Howdy partners. I did this sweet interview with former swat commander and executive bodyguard Mike Gillette who is the creator of an extremely kick-ass program called the Savage Strength Training System. Are you prepared to be entercated? That’s right you get entertained and educated at the same time…..boom! I said it. Enjoy.
Me: In your experience are strength and size of a muscle correlated?
MG: Research suggests that a larger cross-section of muscle tissue will yield greater contractile potential than a smaller cross-section of muscle tissue. But if this was all there was to the strength equation, then bodybuilders would also dominate the realm of strength sports. But they don’t. The chief strength variable that almost everyone overlooks is the Central Nervous System. Often-times a smaller but more neurologically-efficient athlete can outlift a larger one.
Me: Why do you feel it’s more important to train for strength than it is for looks?
MG: Because I need a body that PERFORMS. After having had so many big, impressively-muscled guys come up to me and say “What you do is amazing…” , it becomes apparent that deep down, what everyone really respects is CAPABILITY. Meaning what you can DO rather than just how you LOOK. I am 49 years old and I am still out on the road. And whether it’s for bodyguard work or a presentation of mind-body feats, my body has to be able to do WHAT I want it to WHEN I want it to.

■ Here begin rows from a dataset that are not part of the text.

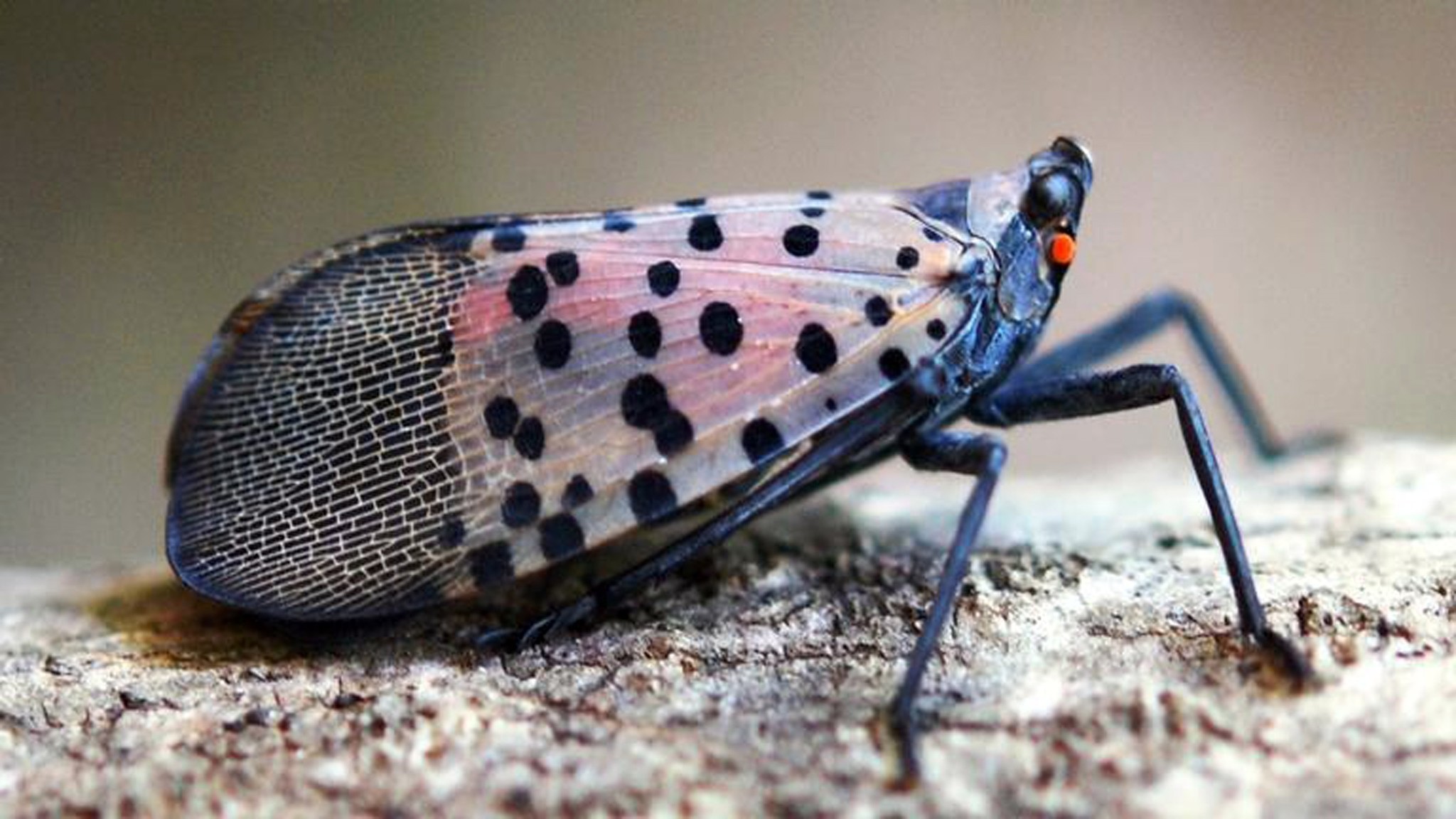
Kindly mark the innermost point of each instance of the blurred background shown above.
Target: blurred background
(1293, 165)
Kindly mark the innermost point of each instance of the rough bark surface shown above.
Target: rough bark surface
(1093, 668)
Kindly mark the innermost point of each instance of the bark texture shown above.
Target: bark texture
(1093, 668)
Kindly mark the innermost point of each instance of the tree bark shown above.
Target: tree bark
(1093, 668)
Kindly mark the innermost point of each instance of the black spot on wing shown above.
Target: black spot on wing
(530, 439)
(878, 311)
(618, 223)
(801, 241)
(907, 258)
(719, 328)
(893, 363)
(561, 537)
(704, 233)
(815, 348)
(508, 240)
(761, 441)
(663, 279)
(564, 267)
(577, 493)
(646, 334)
(520, 506)
(501, 416)
(552, 344)
(651, 496)
(526, 291)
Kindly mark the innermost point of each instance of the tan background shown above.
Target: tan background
(1293, 166)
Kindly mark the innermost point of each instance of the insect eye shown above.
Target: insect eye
(1062, 250)
(1049, 197)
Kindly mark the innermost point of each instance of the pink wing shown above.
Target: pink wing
(444, 412)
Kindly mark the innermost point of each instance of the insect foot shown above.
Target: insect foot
(1289, 658)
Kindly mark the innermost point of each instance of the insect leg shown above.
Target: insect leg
(852, 436)
(1145, 318)
(965, 454)
(1143, 385)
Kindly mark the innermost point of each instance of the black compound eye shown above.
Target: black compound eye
(1050, 197)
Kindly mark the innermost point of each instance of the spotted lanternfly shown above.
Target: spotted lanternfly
(443, 408)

Me: What would you say to someone that is intimidated by the Savage Strength program and claims to be too old, or has a bad back or just isn’t ready for something like this yet?
MG: I would say “Just try it out…” While it’s true that there are some very tough exercises taught in the program, I specifically included some easier ones too. And that’s because (as long as you pay attention to the detailed instruction) this program can be for ANYBODY. You just have to work within your present level of capabilities. You have to be smart about it. The program is self-calibrating. No matter how strong you are, you can adjust the intensity level by manipulating various training parameters which are explained in detail in the program manual.
Me: What are the advantages of becoming stronger and more functional?
MG: Simple… in a physical context you can do what you want You learn how to become the master of your body and not the other way around. Get strong and gain the strength to live the life you want… the life you’ve always wanted.
Me: Briefly differentiate between muscular endurance vs. muscular strength.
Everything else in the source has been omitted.